Equipment Stats (also called equipment bonuses, combat stats, or bonuses) are the bonuses given by the armour and weapons that a player is wearing. The bonuses of a player can be found in the Worn Equipment section of the player interface. In general, higher level items give greater bonuses than their lower-level counterparts. Some items that can be equipped do not actually possess any bonuses, e.g. the brass necklace. The bonuses an item provides are placed into three different categories: Attack bonus, Defence bonus, and Other bonuses. These bonuses, in addition to level of the player's relevant combat skills and the attack style used, are used to calculate both the damage dealt and received during combat, and the likelihood of an attack being successful.

The equipment stats interface.

Attack bonuses

Attack bonuses are compared against the relevant defence bonuses of an enemy to determine the likelihood of hitting an enemy.

The attack style used by a player determines which attack bonuses will be compared against their opponents defence bonuses in that style. If a player chose to use a slashing style, then their slashing attack bonuses would be compared against their opponents slashing defence bonuses in order to determine what damage was dealt from the attack.

Weapons usually have a certain style that they have particularly high bonuses in. For example, longswords tend to have their highest bonus in the slashing style.

The higher the attack bonus of the desired attack style, the higher the chance the player will hit ( ) during combat.

Defence bonuses

Defence bonuses are compared against the relevant attack bonuses of an enemy to determine the likelihood of being hit by an enemy and vice versa; a monster's likelihood of hitting a player.

In general, melee armour has good stab/slash/crush/ranged defensive bonuses but poor magic bonuses, magic armour has good stab/slash/crush/magic defensive bonuses but poor ranged bonuses, and ranged armour tends to have good magic/ranged defence bonuses but poor stab/slash/crush bonuses.

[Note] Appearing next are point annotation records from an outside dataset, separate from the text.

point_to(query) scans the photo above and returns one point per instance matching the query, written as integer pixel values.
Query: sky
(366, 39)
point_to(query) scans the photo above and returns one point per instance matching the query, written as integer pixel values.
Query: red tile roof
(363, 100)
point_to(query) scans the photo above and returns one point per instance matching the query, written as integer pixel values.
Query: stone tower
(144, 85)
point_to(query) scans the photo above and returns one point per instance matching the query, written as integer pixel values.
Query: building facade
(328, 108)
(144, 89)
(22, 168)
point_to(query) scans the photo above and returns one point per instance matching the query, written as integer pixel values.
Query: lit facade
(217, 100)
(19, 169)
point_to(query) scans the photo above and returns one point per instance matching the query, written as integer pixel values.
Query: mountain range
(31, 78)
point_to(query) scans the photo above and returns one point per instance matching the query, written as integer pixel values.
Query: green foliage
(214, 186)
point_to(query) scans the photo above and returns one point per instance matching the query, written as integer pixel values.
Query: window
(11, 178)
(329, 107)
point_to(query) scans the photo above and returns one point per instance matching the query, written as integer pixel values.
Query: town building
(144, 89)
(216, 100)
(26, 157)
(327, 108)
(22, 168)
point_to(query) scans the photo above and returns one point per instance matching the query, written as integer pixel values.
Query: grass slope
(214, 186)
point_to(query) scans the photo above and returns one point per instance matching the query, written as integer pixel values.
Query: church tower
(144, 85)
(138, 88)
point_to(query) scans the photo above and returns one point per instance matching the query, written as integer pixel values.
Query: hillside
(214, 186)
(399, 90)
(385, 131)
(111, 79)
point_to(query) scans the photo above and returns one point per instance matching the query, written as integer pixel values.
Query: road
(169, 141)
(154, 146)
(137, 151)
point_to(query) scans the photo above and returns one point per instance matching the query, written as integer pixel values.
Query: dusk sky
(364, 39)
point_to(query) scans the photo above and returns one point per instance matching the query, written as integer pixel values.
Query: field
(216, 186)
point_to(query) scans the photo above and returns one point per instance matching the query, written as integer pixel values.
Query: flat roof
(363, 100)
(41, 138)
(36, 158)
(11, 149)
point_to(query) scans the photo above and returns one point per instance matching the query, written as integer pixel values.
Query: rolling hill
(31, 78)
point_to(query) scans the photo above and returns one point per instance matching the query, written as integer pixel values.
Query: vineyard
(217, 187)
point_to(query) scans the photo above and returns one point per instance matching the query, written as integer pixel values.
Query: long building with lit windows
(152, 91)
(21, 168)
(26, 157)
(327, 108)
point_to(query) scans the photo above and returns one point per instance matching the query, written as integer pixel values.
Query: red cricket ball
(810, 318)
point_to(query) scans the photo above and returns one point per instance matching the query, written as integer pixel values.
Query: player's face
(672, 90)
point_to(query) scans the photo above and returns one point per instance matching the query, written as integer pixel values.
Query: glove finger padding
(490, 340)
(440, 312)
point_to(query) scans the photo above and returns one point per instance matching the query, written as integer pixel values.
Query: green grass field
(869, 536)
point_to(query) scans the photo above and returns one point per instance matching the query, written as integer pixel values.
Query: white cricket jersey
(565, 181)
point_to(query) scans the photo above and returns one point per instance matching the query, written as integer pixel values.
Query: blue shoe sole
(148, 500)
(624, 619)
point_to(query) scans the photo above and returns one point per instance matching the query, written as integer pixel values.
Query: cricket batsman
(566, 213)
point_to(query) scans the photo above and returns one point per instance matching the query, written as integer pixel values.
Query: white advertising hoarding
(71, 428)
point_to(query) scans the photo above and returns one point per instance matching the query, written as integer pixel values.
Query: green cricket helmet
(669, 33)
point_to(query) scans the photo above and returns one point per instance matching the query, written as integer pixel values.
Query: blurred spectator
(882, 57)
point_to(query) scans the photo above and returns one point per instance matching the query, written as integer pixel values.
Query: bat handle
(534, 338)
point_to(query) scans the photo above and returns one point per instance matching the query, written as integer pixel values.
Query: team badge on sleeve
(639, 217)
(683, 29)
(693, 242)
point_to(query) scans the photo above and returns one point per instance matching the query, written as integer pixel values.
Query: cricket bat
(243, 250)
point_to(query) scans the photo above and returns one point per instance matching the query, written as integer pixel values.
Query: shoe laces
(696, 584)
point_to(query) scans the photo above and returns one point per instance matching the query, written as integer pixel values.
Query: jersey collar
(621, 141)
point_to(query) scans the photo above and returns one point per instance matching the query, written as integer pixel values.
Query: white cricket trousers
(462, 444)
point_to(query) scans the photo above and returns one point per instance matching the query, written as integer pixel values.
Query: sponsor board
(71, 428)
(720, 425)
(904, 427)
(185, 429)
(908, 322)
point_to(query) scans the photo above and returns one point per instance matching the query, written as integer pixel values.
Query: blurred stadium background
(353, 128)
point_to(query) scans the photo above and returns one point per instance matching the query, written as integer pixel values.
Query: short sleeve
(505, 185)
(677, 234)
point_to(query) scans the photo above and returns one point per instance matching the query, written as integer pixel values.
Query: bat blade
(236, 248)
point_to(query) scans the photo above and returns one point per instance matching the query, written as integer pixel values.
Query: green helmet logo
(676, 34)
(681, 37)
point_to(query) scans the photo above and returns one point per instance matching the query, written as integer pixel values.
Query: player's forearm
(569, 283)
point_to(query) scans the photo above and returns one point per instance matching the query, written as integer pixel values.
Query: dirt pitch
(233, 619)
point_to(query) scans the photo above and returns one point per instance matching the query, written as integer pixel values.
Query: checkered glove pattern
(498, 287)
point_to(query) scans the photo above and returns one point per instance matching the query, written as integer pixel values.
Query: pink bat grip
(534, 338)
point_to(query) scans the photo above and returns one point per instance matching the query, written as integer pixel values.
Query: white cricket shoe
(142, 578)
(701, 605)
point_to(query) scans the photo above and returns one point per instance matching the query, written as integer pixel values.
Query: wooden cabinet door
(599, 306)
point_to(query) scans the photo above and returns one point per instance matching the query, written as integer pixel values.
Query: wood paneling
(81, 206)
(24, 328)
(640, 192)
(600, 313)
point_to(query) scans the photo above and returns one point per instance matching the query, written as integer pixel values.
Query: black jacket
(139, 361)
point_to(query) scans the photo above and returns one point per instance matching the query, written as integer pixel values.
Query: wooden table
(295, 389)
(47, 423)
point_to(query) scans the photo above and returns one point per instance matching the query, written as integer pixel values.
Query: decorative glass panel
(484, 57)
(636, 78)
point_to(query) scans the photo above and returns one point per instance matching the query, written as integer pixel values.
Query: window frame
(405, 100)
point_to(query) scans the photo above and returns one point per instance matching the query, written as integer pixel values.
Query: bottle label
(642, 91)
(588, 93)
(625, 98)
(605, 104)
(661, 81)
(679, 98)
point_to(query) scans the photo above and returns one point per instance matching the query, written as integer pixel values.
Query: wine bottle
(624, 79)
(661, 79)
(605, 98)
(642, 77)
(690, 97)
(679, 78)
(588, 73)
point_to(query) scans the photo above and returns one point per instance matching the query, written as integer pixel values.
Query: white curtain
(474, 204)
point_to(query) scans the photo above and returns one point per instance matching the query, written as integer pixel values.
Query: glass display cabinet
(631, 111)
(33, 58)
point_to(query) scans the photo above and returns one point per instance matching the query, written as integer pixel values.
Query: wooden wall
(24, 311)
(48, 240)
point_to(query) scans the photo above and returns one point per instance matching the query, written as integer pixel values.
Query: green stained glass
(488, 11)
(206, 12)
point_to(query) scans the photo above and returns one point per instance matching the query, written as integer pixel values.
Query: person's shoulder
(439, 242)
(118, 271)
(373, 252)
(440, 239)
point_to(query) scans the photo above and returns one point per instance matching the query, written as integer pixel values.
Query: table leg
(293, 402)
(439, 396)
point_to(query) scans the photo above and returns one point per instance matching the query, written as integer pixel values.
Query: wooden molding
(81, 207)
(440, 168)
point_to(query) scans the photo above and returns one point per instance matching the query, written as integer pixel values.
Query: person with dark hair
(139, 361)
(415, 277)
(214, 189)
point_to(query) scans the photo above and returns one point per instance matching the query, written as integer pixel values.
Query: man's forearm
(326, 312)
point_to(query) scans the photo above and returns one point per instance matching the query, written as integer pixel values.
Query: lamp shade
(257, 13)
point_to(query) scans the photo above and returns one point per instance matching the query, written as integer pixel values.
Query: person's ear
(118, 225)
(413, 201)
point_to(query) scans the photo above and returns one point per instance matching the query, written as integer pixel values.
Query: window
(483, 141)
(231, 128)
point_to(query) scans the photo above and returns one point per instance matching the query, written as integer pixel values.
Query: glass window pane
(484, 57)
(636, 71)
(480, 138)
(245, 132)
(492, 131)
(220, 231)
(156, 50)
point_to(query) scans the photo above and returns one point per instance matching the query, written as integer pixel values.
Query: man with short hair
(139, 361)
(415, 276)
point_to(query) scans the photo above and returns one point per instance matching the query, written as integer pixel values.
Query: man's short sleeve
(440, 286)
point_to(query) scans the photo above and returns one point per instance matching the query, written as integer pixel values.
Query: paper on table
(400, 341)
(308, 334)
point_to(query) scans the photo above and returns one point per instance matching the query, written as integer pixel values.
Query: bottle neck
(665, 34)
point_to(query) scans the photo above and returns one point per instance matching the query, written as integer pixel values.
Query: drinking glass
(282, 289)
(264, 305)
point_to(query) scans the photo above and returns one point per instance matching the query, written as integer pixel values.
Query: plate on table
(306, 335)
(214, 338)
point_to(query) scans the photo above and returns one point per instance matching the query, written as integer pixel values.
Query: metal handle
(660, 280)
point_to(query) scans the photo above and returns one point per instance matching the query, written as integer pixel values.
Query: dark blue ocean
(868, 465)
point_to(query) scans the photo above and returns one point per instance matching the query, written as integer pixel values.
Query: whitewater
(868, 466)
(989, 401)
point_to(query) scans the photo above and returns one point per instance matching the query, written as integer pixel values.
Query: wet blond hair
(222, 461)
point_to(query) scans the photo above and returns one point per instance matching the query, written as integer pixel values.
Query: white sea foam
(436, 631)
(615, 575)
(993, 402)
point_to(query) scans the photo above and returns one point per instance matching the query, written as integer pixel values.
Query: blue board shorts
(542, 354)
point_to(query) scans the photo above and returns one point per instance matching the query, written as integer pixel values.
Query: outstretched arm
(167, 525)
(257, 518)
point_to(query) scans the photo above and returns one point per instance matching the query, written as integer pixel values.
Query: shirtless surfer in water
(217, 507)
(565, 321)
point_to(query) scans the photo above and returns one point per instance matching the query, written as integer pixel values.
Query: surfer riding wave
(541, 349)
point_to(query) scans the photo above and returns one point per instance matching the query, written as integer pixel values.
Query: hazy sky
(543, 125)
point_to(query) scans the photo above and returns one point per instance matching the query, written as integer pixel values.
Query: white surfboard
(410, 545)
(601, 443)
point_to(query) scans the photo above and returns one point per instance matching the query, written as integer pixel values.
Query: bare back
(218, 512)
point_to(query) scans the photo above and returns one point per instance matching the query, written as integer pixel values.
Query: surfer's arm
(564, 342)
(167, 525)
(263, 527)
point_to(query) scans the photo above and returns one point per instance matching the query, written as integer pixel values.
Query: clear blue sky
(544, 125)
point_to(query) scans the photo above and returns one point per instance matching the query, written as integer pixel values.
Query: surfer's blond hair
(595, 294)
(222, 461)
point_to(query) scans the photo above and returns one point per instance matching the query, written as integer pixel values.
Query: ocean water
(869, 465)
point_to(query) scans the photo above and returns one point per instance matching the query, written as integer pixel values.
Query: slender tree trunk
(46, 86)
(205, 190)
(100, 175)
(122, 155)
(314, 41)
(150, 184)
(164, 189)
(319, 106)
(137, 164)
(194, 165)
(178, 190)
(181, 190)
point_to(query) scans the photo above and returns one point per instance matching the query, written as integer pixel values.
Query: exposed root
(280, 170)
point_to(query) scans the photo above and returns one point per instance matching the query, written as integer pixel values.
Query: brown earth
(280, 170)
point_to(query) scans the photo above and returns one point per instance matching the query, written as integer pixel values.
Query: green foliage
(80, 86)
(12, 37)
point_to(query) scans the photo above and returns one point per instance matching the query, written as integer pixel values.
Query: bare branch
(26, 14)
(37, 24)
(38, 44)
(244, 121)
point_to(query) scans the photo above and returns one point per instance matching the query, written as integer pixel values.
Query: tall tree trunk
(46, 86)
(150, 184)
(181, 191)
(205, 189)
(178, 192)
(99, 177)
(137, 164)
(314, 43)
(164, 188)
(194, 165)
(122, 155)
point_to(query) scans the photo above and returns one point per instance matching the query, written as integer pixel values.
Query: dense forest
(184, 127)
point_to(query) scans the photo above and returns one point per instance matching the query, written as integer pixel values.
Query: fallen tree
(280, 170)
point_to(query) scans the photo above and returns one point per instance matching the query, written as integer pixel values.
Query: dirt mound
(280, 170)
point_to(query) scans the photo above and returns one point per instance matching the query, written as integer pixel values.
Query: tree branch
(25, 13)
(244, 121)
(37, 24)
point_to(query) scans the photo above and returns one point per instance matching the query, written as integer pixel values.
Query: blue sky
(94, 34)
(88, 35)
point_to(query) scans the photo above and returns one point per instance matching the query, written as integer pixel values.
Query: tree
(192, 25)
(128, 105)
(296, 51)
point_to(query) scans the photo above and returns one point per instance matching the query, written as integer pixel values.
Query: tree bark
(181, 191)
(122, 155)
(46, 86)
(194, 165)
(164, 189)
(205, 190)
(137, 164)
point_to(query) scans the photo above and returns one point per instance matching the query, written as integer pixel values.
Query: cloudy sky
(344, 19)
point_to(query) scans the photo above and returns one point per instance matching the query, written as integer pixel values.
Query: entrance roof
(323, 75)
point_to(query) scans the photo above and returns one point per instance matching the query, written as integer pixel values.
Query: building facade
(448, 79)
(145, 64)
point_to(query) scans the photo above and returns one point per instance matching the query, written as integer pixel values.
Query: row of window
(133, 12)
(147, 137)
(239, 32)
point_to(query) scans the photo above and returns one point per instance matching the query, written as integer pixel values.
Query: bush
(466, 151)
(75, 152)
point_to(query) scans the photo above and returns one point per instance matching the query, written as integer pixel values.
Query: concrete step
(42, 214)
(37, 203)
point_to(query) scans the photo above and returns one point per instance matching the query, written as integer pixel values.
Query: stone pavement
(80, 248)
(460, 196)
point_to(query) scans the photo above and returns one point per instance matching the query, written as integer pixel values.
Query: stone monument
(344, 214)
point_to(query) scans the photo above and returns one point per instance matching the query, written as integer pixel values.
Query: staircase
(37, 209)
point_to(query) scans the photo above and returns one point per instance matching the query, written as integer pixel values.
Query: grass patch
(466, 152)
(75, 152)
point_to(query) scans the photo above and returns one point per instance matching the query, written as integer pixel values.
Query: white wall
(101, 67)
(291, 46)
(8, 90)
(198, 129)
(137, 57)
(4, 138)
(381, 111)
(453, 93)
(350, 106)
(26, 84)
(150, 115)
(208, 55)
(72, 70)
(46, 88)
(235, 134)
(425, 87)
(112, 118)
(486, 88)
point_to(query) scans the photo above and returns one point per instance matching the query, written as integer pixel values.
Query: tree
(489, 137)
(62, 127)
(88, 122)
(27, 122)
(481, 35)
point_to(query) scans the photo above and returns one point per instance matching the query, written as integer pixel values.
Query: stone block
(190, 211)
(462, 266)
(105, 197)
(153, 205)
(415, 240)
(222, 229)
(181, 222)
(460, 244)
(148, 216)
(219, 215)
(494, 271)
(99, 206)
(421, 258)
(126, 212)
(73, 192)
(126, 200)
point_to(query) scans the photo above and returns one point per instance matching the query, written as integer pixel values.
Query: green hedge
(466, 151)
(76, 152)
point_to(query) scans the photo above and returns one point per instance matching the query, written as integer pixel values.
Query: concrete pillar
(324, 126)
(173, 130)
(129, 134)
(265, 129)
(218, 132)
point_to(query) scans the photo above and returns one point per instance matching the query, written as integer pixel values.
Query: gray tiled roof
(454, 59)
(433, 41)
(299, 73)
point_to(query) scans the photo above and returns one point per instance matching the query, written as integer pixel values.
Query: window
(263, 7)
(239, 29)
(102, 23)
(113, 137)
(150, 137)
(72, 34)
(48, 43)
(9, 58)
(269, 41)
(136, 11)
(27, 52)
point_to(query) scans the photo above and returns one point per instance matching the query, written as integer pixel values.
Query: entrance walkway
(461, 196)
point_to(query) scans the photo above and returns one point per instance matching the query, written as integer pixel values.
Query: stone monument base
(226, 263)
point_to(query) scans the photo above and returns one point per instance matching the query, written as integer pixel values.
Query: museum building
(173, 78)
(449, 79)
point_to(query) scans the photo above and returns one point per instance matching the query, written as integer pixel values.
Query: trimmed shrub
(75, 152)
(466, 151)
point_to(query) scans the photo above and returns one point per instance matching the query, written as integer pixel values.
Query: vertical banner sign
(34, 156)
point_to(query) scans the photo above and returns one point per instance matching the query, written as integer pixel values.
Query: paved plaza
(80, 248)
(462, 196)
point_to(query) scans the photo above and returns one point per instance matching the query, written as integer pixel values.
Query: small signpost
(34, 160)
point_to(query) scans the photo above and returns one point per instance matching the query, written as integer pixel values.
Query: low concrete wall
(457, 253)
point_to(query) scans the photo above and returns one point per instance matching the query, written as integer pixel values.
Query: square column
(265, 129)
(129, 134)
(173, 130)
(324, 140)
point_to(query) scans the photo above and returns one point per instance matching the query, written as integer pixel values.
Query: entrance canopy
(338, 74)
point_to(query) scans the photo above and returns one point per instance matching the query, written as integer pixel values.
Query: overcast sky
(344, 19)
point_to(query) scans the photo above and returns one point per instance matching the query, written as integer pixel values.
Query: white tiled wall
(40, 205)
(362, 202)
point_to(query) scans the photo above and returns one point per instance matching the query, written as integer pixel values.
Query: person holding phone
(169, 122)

It is possible for an item to have negative bonuses, such as a rune platebody, providing negative bonuses towards magic defence.

The higher the defensive bonus, the higher the chance the opponent will hit a zero ( ) during combat. Within this, a player's defence level also plays a role within the chance of an opponent hitting. However, a player's magic level plays a role in magic defence where 70% of the player's magic level and 30% of their defence level is their defence against magical attacks.

NPC's defence roll works the same way as players with an exception. NPC magic defence roll is calculated with its magic level and magic defence bonus. NPC's defence level doesn't matter against players magic.[1]

Other bonuses

  • Melee strength: The strength bonus, coupled with a player's strength level is used to determine the player's maximum melee damage.
  • Ranged strength: The 'strength' bonus of ammo.
  • Magic damage: This increases the damage dealt of a spell.
  • Prayer: The prayer bonus lowers the drain rate of prayers. The drain rate of a prayer is the amount of time a prayer takes to drain 1 prayer point. A prayer bonus of +15 will make all prayers last 50% longer. Comparatively a bonus of +30 will double the length any prayer can be used. Each additional +1 prayer bonus provides a corresponding +3.333% increase in the duration of activated prayers.

Weapon speed

The Equipment interface shows the attack speed for your currently equipped weapon and selected attack style. This shows the 'base' attack speed, as well as any modifiers that might be in place. For example, a Magic shortbow would show as a 2.4s base attack speed, with a 1.8s 'actual' attack speed when using the Rapid attack style.